Question

Let's say I define class A:

>>> class A:
...     a = 1
...     class SubA:
...         sub_a = { 'a': 1, 'b': 1}

Then I define class B that inherits from A:

>>> class B(A):
...     pass

Now, check __dict__ of A and __dict__ of B:

>>> A.__dict__
{'a': 1, '__module__': '__builtin__', '__doc__': None, 'SubA': <class __builtin_ _.SubA at 0x02CAA3E8>}
>>> B.__dict__
{'__module__': '__builtin__', '__doc__': None}

Somehow, B.__dict__ contains neither 'a' nor 'SubA'. Now if we do:

>>> A.a
1
>>> B.a
1

>>> A.SubA
<class __builtin__.SubA at 0x02CAA3E8>
>>> B.SubA
<class __builtin__.SubA at 0x02CAA3E8>

First question: why B.__dict__ does not contain 'a' and 'SubA'? Second question: Why B.a and B.SubA give the expected results, although neither 'a' nor 'SubA' is in B's __dict__?

Thanks!

Was it helpful?

Solution

@bgporter has given a good explanation of the behaviour, I'll just go into why a little:

If your class variable was in B.__dict__, how would it function? Each subclass would have its own value for a, independent of the value for A.a - this is not what you would expect. A class variable should exist once - in that class.

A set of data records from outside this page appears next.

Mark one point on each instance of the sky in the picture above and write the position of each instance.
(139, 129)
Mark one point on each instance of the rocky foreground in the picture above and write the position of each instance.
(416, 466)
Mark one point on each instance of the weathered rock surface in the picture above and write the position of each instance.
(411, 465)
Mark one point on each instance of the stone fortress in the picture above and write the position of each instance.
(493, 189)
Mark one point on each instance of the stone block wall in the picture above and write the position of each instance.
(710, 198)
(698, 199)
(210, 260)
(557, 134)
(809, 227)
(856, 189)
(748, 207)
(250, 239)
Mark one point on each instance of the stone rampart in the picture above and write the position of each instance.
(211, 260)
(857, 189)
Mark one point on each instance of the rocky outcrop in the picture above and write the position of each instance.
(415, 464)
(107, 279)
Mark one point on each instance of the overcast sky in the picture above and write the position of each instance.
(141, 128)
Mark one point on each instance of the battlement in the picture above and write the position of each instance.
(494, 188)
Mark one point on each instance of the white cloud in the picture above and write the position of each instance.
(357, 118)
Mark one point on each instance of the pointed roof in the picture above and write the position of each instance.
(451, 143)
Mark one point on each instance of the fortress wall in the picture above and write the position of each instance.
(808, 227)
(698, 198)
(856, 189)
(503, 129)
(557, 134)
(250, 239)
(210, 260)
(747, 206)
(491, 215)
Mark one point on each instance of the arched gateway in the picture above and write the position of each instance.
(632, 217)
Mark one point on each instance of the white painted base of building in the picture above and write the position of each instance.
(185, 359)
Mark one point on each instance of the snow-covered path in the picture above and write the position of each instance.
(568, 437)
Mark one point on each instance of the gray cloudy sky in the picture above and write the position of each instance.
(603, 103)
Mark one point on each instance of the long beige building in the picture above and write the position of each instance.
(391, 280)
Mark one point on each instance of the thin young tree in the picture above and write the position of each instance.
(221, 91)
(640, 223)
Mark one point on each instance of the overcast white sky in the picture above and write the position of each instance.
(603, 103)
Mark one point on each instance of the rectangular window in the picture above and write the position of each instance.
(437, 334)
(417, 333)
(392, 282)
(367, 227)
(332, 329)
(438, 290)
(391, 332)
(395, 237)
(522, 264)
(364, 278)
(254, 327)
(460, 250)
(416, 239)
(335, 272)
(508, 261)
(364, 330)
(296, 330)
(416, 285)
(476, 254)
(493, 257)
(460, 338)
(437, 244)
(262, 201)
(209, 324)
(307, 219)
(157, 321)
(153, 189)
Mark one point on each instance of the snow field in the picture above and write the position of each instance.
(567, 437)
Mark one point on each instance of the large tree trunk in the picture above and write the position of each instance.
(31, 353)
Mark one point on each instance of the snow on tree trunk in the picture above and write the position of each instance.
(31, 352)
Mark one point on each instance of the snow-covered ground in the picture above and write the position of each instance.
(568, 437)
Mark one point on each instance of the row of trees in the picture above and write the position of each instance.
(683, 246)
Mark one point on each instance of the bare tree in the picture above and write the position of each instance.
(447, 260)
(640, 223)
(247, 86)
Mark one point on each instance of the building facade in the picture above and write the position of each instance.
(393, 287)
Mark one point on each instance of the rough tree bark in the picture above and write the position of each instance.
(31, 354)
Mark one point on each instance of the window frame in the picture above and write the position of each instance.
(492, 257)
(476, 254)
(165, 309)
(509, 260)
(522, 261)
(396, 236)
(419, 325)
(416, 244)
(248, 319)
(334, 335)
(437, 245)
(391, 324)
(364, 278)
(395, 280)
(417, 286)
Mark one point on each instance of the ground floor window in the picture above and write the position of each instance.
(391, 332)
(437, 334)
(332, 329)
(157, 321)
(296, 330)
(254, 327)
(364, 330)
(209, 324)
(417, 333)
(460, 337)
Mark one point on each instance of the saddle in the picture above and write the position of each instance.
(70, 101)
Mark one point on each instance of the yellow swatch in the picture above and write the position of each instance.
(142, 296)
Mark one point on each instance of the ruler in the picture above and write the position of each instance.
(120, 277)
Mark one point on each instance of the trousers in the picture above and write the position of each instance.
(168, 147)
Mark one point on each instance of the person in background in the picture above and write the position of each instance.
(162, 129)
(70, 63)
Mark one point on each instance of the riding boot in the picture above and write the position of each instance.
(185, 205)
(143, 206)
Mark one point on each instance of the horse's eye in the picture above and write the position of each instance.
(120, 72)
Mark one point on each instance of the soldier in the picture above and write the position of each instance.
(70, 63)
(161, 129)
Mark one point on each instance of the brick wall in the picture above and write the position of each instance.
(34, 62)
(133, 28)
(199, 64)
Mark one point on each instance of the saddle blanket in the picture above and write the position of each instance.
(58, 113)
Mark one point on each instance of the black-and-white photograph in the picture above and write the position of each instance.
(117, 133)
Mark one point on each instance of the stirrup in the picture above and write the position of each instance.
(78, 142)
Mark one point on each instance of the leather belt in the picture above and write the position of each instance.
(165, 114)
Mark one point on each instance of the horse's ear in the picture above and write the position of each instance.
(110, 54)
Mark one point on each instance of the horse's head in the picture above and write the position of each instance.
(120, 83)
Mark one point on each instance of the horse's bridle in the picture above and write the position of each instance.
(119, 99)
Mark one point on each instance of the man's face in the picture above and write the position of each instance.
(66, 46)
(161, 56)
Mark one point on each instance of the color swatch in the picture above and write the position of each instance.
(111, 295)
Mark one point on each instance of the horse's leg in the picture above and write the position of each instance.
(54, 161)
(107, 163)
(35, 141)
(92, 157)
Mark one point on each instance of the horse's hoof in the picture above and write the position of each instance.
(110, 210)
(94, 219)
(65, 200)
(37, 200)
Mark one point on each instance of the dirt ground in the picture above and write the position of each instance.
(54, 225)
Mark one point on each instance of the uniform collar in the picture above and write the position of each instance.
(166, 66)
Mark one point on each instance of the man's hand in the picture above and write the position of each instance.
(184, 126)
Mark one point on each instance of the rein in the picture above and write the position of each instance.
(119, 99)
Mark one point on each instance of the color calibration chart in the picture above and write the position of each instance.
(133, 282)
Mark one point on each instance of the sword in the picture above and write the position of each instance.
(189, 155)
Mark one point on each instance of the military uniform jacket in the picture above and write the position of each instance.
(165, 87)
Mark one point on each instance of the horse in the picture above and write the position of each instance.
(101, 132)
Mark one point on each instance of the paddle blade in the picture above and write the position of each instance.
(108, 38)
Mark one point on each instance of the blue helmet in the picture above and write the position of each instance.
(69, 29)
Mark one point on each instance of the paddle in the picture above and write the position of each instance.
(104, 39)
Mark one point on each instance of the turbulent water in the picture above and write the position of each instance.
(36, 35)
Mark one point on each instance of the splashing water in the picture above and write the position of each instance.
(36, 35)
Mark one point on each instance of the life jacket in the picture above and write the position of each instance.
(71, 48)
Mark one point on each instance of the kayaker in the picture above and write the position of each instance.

Instead, Python does a lookup on the class and if it doesn't exist, then looks up to its base classes - note that means it is possible to shadow a class variable in a subclass.

OTHER TIPS

That's how Python's object model works:

A class has a namespace implemented by a dictionary object. Class attribute references are translated to lookups in this dictionary, e.g., C.x is translated to C.__dict__["x"] (although for new-style classes in particular there are a number of hooks which allow for other means of locating attributes). When the attribute name is not found there, the attribute search continues in the base classes.